Surviving change
On my drive home, I see a mountain in the Telkwa Range just south of the Bulkley Valley. Every time I see that mountain I think, Now there’s a survivor! I’m not referring to the mountain, strictly speaking, but what’s eroding out of it on the other side.
If you were a bear going over that mountain, what would you see? If you were a very clever bear with a GPS, you would find a prehistoric singularity, perhaps the only one of its kind in the world. It predates mammoths. It predates most dinosaurs. It even predates the continents. It is a fossilized coral reef, remnants of one of the earliest, and perhaps the only reef to survive the Triassic-Jurassic extinction event approximately 200 million years ago.
The cause of that extinction is still debated: climate change, asteroids, massive volcanic eruptions. Whatever the cause, over a period of just 10,000 years more than half of Earth’s life became extinct, including most corals. But not our corals. What remains on the other side of that mountain is evidence of an ancient survivor from an arc of tropical islands in the ancestral Pacific Ocean, then located near the equator. And it’s practically in our backyard.
The proof that we northerners are survivors is right there. The stuff that makes us tuff is not in the air or the water. It’s in the rocks.
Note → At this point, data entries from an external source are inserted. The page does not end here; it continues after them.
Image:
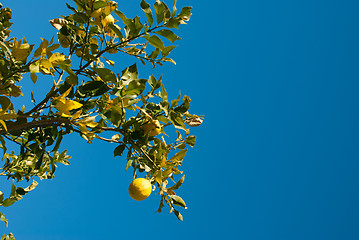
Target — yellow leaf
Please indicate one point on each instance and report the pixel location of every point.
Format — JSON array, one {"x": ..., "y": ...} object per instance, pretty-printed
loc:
[
  {"x": 5, "y": 116},
  {"x": 57, "y": 58},
  {"x": 3, "y": 124},
  {"x": 58, "y": 23},
  {"x": 45, "y": 66},
  {"x": 65, "y": 106},
  {"x": 77, "y": 114},
  {"x": 21, "y": 52}
]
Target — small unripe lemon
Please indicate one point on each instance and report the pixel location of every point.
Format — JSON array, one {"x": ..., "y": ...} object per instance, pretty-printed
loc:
[
  {"x": 140, "y": 189},
  {"x": 152, "y": 128}
]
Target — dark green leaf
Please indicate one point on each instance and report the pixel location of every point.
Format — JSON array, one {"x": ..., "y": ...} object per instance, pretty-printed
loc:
[
  {"x": 147, "y": 9},
  {"x": 178, "y": 184},
  {"x": 154, "y": 54},
  {"x": 191, "y": 140},
  {"x": 2, "y": 218},
  {"x": 99, "y": 4},
  {"x": 106, "y": 74},
  {"x": 178, "y": 215},
  {"x": 119, "y": 150},
  {"x": 160, "y": 11},
  {"x": 130, "y": 73},
  {"x": 136, "y": 87},
  {"x": 167, "y": 50},
  {"x": 178, "y": 201},
  {"x": 116, "y": 30},
  {"x": 168, "y": 34},
  {"x": 154, "y": 41}
]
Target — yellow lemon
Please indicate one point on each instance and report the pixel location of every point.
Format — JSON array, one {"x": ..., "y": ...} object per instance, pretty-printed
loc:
[
  {"x": 140, "y": 189},
  {"x": 152, "y": 128}
]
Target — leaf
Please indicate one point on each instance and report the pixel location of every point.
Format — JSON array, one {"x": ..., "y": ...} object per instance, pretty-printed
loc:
[
  {"x": 119, "y": 150},
  {"x": 178, "y": 215},
  {"x": 154, "y": 41},
  {"x": 167, "y": 50},
  {"x": 3, "y": 124},
  {"x": 8, "y": 202},
  {"x": 147, "y": 9},
  {"x": 194, "y": 122},
  {"x": 154, "y": 54},
  {"x": 179, "y": 156},
  {"x": 178, "y": 201},
  {"x": 56, "y": 59},
  {"x": 130, "y": 24},
  {"x": 21, "y": 52},
  {"x": 33, "y": 77},
  {"x": 2, "y": 218},
  {"x": 58, "y": 23},
  {"x": 32, "y": 186},
  {"x": 168, "y": 34},
  {"x": 191, "y": 140},
  {"x": 178, "y": 184},
  {"x": 185, "y": 14},
  {"x": 93, "y": 89},
  {"x": 116, "y": 29},
  {"x": 130, "y": 73},
  {"x": 136, "y": 87},
  {"x": 106, "y": 74},
  {"x": 129, "y": 163},
  {"x": 65, "y": 106},
  {"x": 160, "y": 10}
]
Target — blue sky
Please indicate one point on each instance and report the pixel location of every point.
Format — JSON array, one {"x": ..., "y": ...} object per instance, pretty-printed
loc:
[{"x": 277, "y": 156}]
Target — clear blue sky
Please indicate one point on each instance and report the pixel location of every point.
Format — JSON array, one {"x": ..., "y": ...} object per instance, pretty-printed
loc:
[{"x": 277, "y": 157}]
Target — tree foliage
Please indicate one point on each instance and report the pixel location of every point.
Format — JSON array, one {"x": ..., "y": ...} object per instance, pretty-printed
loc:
[{"x": 90, "y": 97}]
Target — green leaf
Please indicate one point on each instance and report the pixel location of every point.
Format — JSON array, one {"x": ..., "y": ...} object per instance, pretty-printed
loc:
[
  {"x": 154, "y": 54},
  {"x": 32, "y": 186},
  {"x": 168, "y": 34},
  {"x": 130, "y": 73},
  {"x": 160, "y": 11},
  {"x": 119, "y": 150},
  {"x": 173, "y": 23},
  {"x": 130, "y": 24},
  {"x": 116, "y": 30},
  {"x": 93, "y": 89},
  {"x": 2, "y": 218},
  {"x": 154, "y": 41},
  {"x": 185, "y": 13},
  {"x": 178, "y": 184},
  {"x": 178, "y": 215},
  {"x": 106, "y": 74},
  {"x": 167, "y": 12},
  {"x": 178, "y": 201},
  {"x": 191, "y": 140},
  {"x": 167, "y": 50},
  {"x": 136, "y": 87},
  {"x": 5, "y": 103},
  {"x": 8, "y": 202},
  {"x": 99, "y": 4},
  {"x": 147, "y": 9},
  {"x": 179, "y": 156}
]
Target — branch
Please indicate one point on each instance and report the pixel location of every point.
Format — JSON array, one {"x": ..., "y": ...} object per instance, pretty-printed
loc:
[{"x": 39, "y": 123}]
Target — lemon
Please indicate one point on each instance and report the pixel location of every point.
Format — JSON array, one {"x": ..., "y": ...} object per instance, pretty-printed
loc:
[
  {"x": 140, "y": 189},
  {"x": 152, "y": 128}
]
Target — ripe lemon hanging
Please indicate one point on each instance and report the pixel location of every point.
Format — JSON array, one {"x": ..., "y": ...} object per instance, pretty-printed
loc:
[{"x": 140, "y": 189}]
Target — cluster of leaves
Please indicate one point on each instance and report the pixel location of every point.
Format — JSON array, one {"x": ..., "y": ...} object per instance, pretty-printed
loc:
[{"x": 90, "y": 98}]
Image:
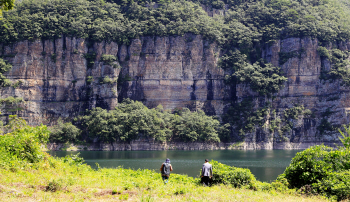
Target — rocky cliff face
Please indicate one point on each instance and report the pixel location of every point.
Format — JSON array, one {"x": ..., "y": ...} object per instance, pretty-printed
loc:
[{"x": 64, "y": 77}]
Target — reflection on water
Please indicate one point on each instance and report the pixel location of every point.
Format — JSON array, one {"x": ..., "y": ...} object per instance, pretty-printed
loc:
[{"x": 266, "y": 165}]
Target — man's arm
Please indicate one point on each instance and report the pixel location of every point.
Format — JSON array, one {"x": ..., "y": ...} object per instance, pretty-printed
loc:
[{"x": 211, "y": 171}]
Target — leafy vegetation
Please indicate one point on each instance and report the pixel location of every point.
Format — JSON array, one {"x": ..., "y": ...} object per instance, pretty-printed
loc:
[
  {"x": 100, "y": 21},
  {"x": 108, "y": 59},
  {"x": 21, "y": 143},
  {"x": 263, "y": 78},
  {"x": 132, "y": 120},
  {"x": 27, "y": 173},
  {"x": 64, "y": 132},
  {"x": 229, "y": 175},
  {"x": 323, "y": 168},
  {"x": 4, "y": 67}
]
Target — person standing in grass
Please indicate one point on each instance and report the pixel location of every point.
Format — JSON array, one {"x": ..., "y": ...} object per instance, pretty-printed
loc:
[
  {"x": 207, "y": 172},
  {"x": 165, "y": 170}
]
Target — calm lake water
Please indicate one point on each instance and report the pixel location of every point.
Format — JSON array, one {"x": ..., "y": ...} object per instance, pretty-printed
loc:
[{"x": 266, "y": 165}]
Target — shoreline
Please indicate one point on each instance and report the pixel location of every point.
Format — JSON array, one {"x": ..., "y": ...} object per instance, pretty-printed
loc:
[{"x": 154, "y": 146}]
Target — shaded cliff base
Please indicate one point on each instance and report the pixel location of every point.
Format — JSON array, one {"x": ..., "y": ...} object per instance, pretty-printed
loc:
[{"x": 144, "y": 146}]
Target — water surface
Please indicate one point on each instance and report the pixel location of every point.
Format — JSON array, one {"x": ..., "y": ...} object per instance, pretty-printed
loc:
[{"x": 266, "y": 165}]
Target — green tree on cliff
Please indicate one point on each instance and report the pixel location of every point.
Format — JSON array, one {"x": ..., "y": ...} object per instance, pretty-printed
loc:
[{"x": 6, "y": 5}]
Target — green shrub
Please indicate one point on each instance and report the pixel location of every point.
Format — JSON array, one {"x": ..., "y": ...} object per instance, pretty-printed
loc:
[
  {"x": 108, "y": 59},
  {"x": 314, "y": 164},
  {"x": 335, "y": 184},
  {"x": 323, "y": 52},
  {"x": 89, "y": 79},
  {"x": 345, "y": 139},
  {"x": 24, "y": 142},
  {"x": 64, "y": 132},
  {"x": 229, "y": 175},
  {"x": 4, "y": 67}
]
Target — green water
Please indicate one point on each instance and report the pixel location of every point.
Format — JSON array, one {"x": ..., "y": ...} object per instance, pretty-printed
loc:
[{"x": 266, "y": 165}]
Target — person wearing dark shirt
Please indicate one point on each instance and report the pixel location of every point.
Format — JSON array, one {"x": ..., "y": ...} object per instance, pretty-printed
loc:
[
  {"x": 165, "y": 170},
  {"x": 207, "y": 172}
]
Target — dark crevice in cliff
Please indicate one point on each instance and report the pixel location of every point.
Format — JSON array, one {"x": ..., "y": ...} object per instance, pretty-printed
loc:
[
  {"x": 210, "y": 92},
  {"x": 193, "y": 93}
]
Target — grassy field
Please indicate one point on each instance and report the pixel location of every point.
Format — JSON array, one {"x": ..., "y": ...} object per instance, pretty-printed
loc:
[{"x": 55, "y": 179}]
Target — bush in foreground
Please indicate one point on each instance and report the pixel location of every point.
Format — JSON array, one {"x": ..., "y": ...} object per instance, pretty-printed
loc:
[
  {"x": 323, "y": 169},
  {"x": 229, "y": 175}
]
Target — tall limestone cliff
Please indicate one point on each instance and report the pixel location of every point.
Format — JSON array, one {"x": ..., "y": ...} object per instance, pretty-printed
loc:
[{"x": 64, "y": 77}]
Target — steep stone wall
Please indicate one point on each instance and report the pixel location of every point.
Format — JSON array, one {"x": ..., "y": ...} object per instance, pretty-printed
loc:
[{"x": 174, "y": 71}]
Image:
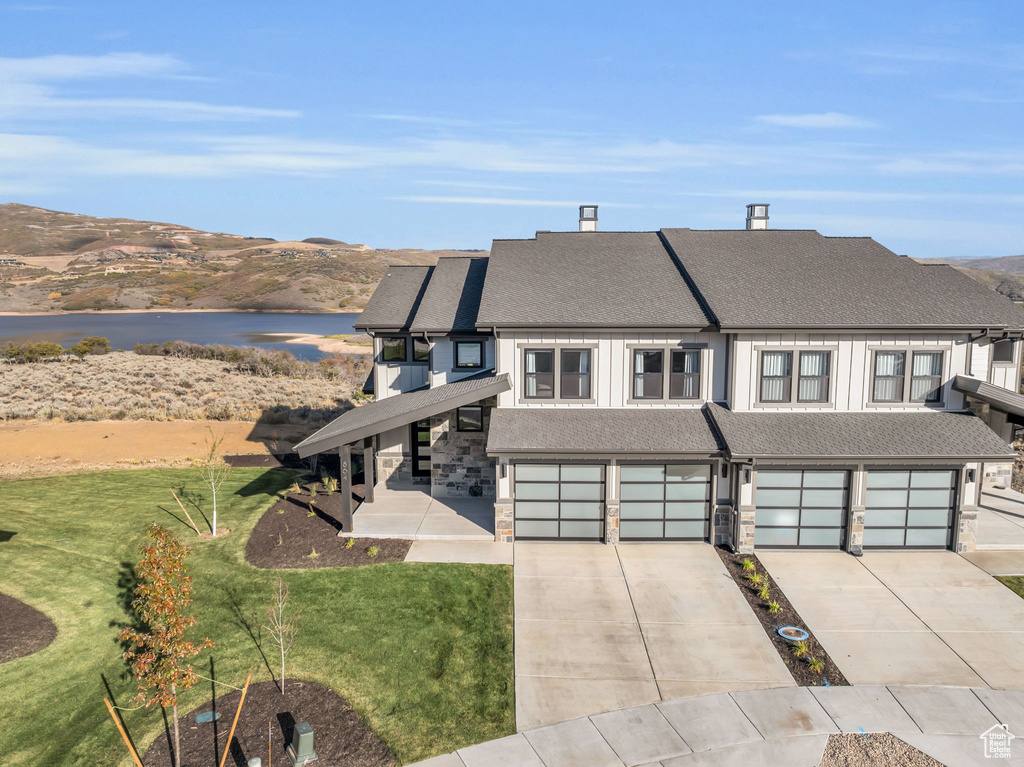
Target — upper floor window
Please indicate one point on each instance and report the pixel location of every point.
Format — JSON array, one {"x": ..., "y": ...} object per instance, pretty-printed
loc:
[
  {"x": 574, "y": 383},
  {"x": 892, "y": 385},
  {"x": 468, "y": 354},
  {"x": 1004, "y": 350},
  {"x": 540, "y": 374},
  {"x": 393, "y": 349},
  {"x": 648, "y": 374},
  {"x": 684, "y": 377},
  {"x": 776, "y": 376}
]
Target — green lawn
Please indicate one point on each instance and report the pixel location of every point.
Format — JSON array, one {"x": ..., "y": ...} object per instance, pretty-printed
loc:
[{"x": 422, "y": 651}]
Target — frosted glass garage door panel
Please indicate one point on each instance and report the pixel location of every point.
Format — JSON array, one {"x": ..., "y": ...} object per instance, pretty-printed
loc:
[
  {"x": 779, "y": 478},
  {"x": 776, "y": 537},
  {"x": 583, "y": 473},
  {"x": 641, "y": 511},
  {"x": 536, "y": 473},
  {"x": 534, "y": 492},
  {"x": 537, "y": 510},
  {"x": 642, "y": 473}
]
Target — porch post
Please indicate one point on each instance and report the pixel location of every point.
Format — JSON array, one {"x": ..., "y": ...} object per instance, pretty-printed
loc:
[
  {"x": 346, "y": 487},
  {"x": 369, "y": 470}
]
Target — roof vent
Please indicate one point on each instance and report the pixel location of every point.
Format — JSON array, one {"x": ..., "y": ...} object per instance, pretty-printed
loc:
[
  {"x": 588, "y": 218},
  {"x": 757, "y": 216}
]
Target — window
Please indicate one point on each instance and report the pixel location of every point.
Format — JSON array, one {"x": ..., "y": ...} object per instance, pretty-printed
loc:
[
  {"x": 776, "y": 376},
  {"x": 684, "y": 377},
  {"x": 926, "y": 378},
  {"x": 889, "y": 375},
  {"x": 574, "y": 383},
  {"x": 421, "y": 350},
  {"x": 540, "y": 376},
  {"x": 1004, "y": 350},
  {"x": 813, "y": 383},
  {"x": 648, "y": 374},
  {"x": 470, "y": 418},
  {"x": 468, "y": 354},
  {"x": 393, "y": 349}
]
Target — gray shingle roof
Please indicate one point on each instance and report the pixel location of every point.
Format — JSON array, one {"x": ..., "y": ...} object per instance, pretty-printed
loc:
[
  {"x": 402, "y": 409},
  {"x": 890, "y": 435},
  {"x": 579, "y": 279},
  {"x": 394, "y": 302},
  {"x": 600, "y": 430},
  {"x": 1001, "y": 399},
  {"x": 778, "y": 278},
  {"x": 453, "y": 296}
]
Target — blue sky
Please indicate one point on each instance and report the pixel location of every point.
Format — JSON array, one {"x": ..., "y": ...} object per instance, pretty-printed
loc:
[{"x": 448, "y": 124}]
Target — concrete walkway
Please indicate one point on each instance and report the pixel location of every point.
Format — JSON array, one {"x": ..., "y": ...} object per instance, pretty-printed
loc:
[
  {"x": 786, "y": 726},
  {"x": 906, "y": 618},
  {"x": 412, "y": 514},
  {"x": 600, "y": 628},
  {"x": 1000, "y": 520}
]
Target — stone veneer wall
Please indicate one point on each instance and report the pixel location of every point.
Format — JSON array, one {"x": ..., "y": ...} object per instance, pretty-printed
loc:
[{"x": 461, "y": 467}]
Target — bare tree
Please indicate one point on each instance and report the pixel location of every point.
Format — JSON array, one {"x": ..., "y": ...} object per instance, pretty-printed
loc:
[
  {"x": 213, "y": 470},
  {"x": 282, "y": 626}
]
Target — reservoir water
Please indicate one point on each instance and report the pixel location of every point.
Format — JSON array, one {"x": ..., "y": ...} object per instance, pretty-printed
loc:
[{"x": 230, "y": 328}]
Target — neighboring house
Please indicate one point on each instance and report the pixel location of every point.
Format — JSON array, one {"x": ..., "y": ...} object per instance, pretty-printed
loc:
[{"x": 753, "y": 387}]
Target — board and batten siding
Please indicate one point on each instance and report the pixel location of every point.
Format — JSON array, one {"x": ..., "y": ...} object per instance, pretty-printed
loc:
[
  {"x": 611, "y": 366},
  {"x": 851, "y": 371}
]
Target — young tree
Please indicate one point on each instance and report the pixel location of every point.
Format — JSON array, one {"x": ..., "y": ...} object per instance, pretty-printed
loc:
[
  {"x": 282, "y": 626},
  {"x": 213, "y": 470},
  {"x": 159, "y": 656}
]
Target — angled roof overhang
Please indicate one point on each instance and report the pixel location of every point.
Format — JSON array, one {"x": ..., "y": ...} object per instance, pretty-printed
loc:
[
  {"x": 999, "y": 398},
  {"x": 399, "y": 410}
]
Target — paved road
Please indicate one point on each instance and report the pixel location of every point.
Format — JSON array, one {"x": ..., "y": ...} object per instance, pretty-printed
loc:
[
  {"x": 600, "y": 628},
  {"x": 906, "y": 618}
]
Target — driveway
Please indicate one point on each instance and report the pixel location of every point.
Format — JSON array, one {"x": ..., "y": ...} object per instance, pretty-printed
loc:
[
  {"x": 907, "y": 618},
  {"x": 600, "y": 628}
]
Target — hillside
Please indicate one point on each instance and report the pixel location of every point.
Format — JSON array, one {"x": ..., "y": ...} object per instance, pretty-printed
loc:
[{"x": 55, "y": 261}]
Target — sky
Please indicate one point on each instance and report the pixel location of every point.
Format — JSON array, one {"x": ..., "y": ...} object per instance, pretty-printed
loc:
[{"x": 449, "y": 124}]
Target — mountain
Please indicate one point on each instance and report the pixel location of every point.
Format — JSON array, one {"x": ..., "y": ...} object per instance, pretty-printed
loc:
[{"x": 53, "y": 261}]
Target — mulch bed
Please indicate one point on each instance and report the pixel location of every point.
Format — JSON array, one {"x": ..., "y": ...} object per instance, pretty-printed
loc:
[
  {"x": 873, "y": 750},
  {"x": 341, "y": 738},
  {"x": 286, "y": 537},
  {"x": 787, "y": 616},
  {"x": 24, "y": 630}
]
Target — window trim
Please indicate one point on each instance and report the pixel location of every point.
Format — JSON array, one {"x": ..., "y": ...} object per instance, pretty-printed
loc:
[
  {"x": 458, "y": 419},
  {"x": 557, "y": 348},
  {"x": 667, "y": 348},
  {"x": 905, "y": 400},
  {"x": 455, "y": 353}
]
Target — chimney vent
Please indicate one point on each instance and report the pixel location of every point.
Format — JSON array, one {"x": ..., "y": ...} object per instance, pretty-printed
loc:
[
  {"x": 588, "y": 218},
  {"x": 757, "y": 216}
]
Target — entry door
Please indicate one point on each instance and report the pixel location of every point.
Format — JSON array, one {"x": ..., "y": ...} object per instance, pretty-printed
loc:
[
  {"x": 421, "y": 449},
  {"x": 801, "y": 509},
  {"x": 559, "y": 502},
  {"x": 909, "y": 509},
  {"x": 665, "y": 502}
]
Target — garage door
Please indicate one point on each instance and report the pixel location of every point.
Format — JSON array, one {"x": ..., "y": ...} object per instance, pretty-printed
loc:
[
  {"x": 804, "y": 509},
  {"x": 559, "y": 502},
  {"x": 909, "y": 509},
  {"x": 665, "y": 502}
]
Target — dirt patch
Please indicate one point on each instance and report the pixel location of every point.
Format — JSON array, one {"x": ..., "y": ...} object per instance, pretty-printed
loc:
[
  {"x": 872, "y": 750},
  {"x": 786, "y": 615},
  {"x": 265, "y": 726},
  {"x": 38, "y": 448},
  {"x": 288, "y": 535},
  {"x": 24, "y": 630}
]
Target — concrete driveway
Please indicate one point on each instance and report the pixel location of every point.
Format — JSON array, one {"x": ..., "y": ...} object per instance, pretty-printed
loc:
[
  {"x": 600, "y": 628},
  {"x": 907, "y": 618}
]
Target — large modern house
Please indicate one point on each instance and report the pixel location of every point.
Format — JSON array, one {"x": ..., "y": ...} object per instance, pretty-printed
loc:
[{"x": 754, "y": 388}]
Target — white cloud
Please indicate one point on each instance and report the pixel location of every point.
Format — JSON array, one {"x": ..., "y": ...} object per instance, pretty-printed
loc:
[{"x": 823, "y": 120}]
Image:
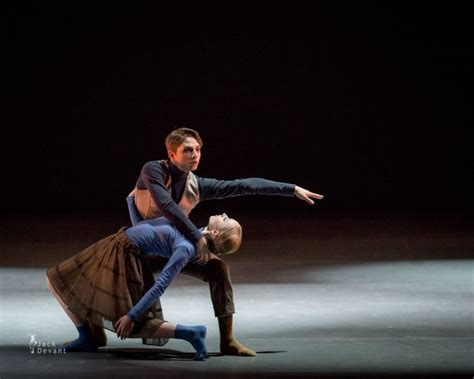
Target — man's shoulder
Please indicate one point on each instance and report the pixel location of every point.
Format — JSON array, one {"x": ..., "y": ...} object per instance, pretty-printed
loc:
[{"x": 155, "y": 166}]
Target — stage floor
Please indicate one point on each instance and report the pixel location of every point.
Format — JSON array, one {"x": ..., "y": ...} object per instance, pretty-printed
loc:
[{"x": 330, "y": 295}]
The physical evidence of this fossil reef—right there where I can almost see it—makes me inexplicably happy and hopeful. It also works as a metaphor for surviving change, something that resonates across this region right now.
Economically, businesses are holding their breath to see which changes will happen with LNG, Site C, oil tankers on the coast, mining development, even the US election—just a few of the events that may impact cash flow across the region in one way or another.
Climate change is a significant player that is affecting our forests, first decimating pine stocks and now possibly threatening our aspens. Streams are warming up and drying up, affecting our salmon runs.Glaciers are melting. Creepy-crawlies are migrating.
But, change isn’t all bad—and we are resilient, after all. Tourism is flourishing (got to see those glaciers before they’re gone). Historic sites, such as the Port Edward canneries, are being revived and First Nations exhibits in northern museums satisfy those in search of enlightenment. Fossil aficionados are travelling north to see dinosaur remains in Tumbler Ridge and they can explore the new Global Geopark while they’re there.
The resource industry can also respond to changing public concerns with some pretty amazing innovations. Just ask Harvey Tremblay at Hy-Tech Drilling about his new closed-loop drilling centrifuge that reduces fresh water usage by up to 90 percent.
We roll with the punches because we’re survivors. And, we’re still here—which begs the question, “Why are we here?” In many cases, it’s the same as asking, “Why are we here?”
Which, of course, brings me to Hunter S. Thompson and his thoughts on finding purpose in life:
...a man must choose a path which will let his ABILITIES function at maximum efficiency toward the gratification of his DESIRES. In doing this, he is fulfilling a need (giving himself identity by functioning in a set pattern toward a set goal), he avoids frustrating his potential (choosing a path which puts no limit on his self-development), and he avoids the terror of seeing his goal wilt or lose its charm as he draws closer to it (rather than bending himself to meet the demands of that which he seeks, he has bent his goal to conform to his own abilities and desires).
In short, he has not dedicated his life to reaching a pre-defined goal, but he has rather chosen a way of life he KNOWS he will enjoy. The goal is absolutely secondary: it is the functioning toward the goal which is important.
Or, as he put it more succinctly:
Decide how you want to live and then see what you can do to make a living WITHIN that way of life.
When I decided to move back to the valley after a time away, I didn’t have a job waiting for me. I decided that this was where and how I wanted to live and that I would work at whatever I could find to support that desire. Fortunately, I’ve been lucky enough to immerse myself in Northword—work that gets what we all love about this northerly place. And I hope I will always be so lucky, wherever I am on life’s path.
Like our Jurassic reef, we survivors of change know a good place to make a stand during changing times. It’s called “right here.”